Stress-associated protein modifications

Oxidation and reduction, or the redox reaction, involves the transfer of an electron from one molecule (the reducing agent) to another (the oxidizing agent). Protein oxidation involves the covalent modification of the primary sequence of a protein directly by reactive oxygen species (ROS) or reactive nitrogen species (RNS), or indirectly by secondary by-products of oxidative stress (Figure 2).³⁰ Post-translational oxidative modifications can be classified as reversible or irreversible, and biologically can be beneficial, promoting cell survival and tissue regeneration, or detrimental, causing tissue degeneration and cell death.^31,32 Beneficial oxidative modifications are most often associated with reversible alterations in protein structure, and occur during relatively brief periods of oxidative stress, whereas detrimental alterations typically arise in response to sustained oxidative conditions.

Figure 2.

Overview of the different mechanisms by which proteins can become carbonylated. Carbonyl groups (C=O) can directly modify proteins through direct oxidation of the amino acid side chain or by inducing oxidative cleavage of the peptide bond. Indirect oxidation can occur when carbonyl groups of a previously oxidized lipid (for example, 4-oxo-2-nonenal [ONE], malondialdehyde, acrolein, 2-proponal) or oxidized carbohydrate (glyoxal, methylglyoxal, 3-deoxyglucosone) react with cysteine, histidine and lysine residues, inducing lipoxidation and glycoxidation, respectively.

Carbonylation

Protein carbonylation is the most common oxidative reaction. It involves the conversion of N-terminal amino acids or amino-acid side chains into aldehyde or ketone groups by the direct action of either ROS or RNS.³³ Protein carbonyl derivatives can also be formed indirectly by reactive carbonyl compounds created by glycoxidation of carbohydrates, lipoxidation of lipids, and by advanced glycation/lipoxidation end-products.
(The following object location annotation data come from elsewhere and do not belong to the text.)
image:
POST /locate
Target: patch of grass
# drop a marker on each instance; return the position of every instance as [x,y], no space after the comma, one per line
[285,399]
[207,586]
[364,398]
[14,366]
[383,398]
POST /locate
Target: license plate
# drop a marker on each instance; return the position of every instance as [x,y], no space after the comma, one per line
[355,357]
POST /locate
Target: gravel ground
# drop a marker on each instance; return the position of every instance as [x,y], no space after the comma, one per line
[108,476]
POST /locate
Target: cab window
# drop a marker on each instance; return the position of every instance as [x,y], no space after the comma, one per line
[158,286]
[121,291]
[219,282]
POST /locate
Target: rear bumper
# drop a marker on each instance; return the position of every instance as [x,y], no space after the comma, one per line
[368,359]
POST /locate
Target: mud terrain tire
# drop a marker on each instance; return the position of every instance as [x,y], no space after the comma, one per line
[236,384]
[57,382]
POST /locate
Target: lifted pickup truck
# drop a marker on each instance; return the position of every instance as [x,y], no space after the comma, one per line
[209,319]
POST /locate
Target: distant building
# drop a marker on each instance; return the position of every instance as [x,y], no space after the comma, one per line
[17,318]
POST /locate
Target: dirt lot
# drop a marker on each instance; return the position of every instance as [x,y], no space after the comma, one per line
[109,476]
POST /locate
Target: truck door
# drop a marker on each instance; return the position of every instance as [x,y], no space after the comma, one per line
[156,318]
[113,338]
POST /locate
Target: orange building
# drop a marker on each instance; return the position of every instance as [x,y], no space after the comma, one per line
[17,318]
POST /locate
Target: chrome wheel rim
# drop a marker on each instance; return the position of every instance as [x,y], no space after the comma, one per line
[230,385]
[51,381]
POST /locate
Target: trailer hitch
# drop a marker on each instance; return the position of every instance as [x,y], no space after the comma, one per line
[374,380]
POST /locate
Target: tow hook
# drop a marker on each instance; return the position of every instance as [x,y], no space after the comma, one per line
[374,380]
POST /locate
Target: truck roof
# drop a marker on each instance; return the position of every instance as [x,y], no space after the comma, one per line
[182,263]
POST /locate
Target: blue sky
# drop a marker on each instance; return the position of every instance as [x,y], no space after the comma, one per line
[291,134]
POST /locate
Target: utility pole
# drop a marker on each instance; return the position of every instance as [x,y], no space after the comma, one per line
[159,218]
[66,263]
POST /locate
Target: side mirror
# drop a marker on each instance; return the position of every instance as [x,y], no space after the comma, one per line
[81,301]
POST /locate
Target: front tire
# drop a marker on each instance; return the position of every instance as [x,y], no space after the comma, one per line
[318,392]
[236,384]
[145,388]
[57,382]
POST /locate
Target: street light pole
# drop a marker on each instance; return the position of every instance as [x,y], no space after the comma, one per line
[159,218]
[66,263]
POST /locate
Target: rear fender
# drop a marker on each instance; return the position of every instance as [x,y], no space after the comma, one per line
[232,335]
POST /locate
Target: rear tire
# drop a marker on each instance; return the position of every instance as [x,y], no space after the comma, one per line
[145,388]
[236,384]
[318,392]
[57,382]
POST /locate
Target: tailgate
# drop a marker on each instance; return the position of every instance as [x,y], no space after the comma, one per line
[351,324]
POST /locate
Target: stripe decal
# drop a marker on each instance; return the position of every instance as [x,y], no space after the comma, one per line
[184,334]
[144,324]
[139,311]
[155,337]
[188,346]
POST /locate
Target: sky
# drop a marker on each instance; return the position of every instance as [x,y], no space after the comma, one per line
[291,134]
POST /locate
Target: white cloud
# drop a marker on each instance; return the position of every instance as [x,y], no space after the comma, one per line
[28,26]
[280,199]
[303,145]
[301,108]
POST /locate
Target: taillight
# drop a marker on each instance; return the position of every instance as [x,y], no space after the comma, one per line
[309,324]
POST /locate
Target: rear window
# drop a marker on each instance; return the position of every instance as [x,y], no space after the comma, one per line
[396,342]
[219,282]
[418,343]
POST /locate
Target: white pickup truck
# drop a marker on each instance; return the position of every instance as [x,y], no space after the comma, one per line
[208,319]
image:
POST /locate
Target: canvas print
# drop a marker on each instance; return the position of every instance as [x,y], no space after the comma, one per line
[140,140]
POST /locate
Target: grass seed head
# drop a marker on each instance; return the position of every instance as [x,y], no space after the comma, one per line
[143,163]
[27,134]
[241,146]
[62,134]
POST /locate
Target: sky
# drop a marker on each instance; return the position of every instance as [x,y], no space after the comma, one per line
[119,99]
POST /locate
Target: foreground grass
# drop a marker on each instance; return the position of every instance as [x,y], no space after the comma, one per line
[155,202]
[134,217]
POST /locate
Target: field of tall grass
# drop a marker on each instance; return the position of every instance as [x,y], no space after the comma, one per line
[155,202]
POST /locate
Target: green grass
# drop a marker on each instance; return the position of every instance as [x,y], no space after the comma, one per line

These modifications are mostly irreversible and are widely used biomarkers of oxidative stress in ageing and have been assessed in several chronic and degenerative conditions as contributors to tissue degeneration.^34–36 However, the results of studies carried out over the past 10 years indicate that, in certain conditions, carbonylation can have a beneficial role in signal transduction or can offer protection against reperfusion-induced injuries.^32,37

Although all amino acids are susceptible to oxidative alterations, arginine, histidine, lysine, phenylalanine, tyrosine, proline, threonine, tryptophan, methionine and cysteine are more prone to undergo oxidation of their side chains than are other amino acids.³⁶ Cysteine and methionine side chains contain a reactive sulfur group that is a primary target for reversible or irreversible ROS and RNS modifications. Reversible redox modifications of the thiol group of cysteine include S-sulfenation, S-nitrosylation, and S-glutathionylation, as well as the formation of disulfides.^38,39 These reversible cysteine modifications not only have a beneficial role in protecting target proteins from ROS and RNS oxidative damage, they also influence enzyme activity as well as being important in cellular biological functions, such as cell growth and proliferation. By contrast, the formation of sulfonic and sulfenic acids during chronic oxidative stress constitute irreversible modifications that are associated with tissue damage and loss of protein function.⁴⁰

The oxidation of methionine to methionine sulfoxide does not appear to have biological consequences for protein functionality and can be reversed by the action of a cytosolic reductase. Consequently, methionine residues on protein surfaces have been considered to function as ROS scavengers that protect proteins from irreversible oxidative injury.⁴¹ However, the formation of methionine sulfone, albeit a reversible modification through the activity of methionine reductase, has been shown to decrease the activity of plasma protease inhibitors.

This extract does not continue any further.